The tool returns a JSON object with the following fields. The router injects this as a tool-role message back to the model.

FieldTypeDescription
answer string Direct answer from the search engine, if available. May be empty.
abstract string Summary text from the search engine, if available. May be empty.
results object[] Array of search result objects, each with title, url, and snippet.
fetched_pages object[] Array of auto-fetched page content for the top 2 URLs. Each entry has url and content.

Example Response

JSON
{ "answer": "", "abstract": "", "results": [ { "title": "Async Trait Methods Stabilized in Rust 1.85", "url": "https://blog.rust-lang.org/2026/02/20/async-traits.html", "snippet": "Rust 1.85 stabilizes async fn in traits, enabling..." }, { "title": "Understanding async traits in Rust", "url": "https://docs.rs/async-trait/latest/guide", "snippet": "A comprehensive guide to using async trait methods..." } ], "fetched_pages": [ { "url": "https://blog.rust-lang.org/2026/02/20/async-traits.html", "content": "Announcing Rust 1.85. We are happy to announce that async fn in traits..." }, { "url": "https://docs.rs/async-trait/latest/guide", "content": "Async Trait Guide. This guide covers the fundamentals of async trait..." } ] }

Auto-Fetch Enrichment

After returning search results, the router automatically fetches the top 2 result URLs in parallel and appends the extracted text as fetched_pages. This gives the model both the search snippets and full page content in a single tool call, reducing the number of loop iterations needed.
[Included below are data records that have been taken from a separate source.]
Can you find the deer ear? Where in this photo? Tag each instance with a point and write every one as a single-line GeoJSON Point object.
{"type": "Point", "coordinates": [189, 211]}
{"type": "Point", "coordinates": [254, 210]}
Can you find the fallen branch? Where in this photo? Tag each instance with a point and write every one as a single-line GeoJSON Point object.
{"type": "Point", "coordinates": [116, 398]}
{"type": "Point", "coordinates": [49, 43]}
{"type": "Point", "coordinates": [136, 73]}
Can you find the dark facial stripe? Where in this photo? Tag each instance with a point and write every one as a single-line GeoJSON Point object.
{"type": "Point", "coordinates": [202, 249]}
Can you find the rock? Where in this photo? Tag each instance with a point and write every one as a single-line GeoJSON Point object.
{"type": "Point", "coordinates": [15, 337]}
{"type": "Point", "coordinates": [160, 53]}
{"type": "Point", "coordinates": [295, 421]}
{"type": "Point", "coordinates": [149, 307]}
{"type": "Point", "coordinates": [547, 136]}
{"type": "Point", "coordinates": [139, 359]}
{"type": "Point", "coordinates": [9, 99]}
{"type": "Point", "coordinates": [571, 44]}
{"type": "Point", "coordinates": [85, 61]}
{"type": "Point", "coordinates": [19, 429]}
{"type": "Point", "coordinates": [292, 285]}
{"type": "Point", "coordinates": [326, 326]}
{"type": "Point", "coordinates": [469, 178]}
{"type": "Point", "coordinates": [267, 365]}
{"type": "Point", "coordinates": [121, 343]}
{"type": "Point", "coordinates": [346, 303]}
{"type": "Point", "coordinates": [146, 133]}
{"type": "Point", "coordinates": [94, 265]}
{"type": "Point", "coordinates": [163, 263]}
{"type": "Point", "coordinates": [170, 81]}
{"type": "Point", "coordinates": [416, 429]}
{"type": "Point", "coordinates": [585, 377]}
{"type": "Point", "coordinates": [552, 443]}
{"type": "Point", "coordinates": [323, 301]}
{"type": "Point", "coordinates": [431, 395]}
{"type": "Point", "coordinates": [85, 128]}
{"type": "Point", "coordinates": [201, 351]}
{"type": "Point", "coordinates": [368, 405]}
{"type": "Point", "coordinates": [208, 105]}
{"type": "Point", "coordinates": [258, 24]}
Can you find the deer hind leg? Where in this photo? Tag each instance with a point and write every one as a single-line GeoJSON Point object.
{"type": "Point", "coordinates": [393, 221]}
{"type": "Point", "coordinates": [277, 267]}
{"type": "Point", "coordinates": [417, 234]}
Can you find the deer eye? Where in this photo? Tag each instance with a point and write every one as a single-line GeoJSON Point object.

Each auto-fetched page shares an equal portion of a 12,000-character budget. Pages exceeding their share are truncated.

Auto-fetched URLs are also cached. If the model subsequently calls fetch_url for a URL that was already auto-fetched, the cached result is returned instantly without a network request.

SSE Events

When streaming, the router emits inline SSE events to indicate web search progress. All vendor events use the x_ prefix for OpenAI spec compliance.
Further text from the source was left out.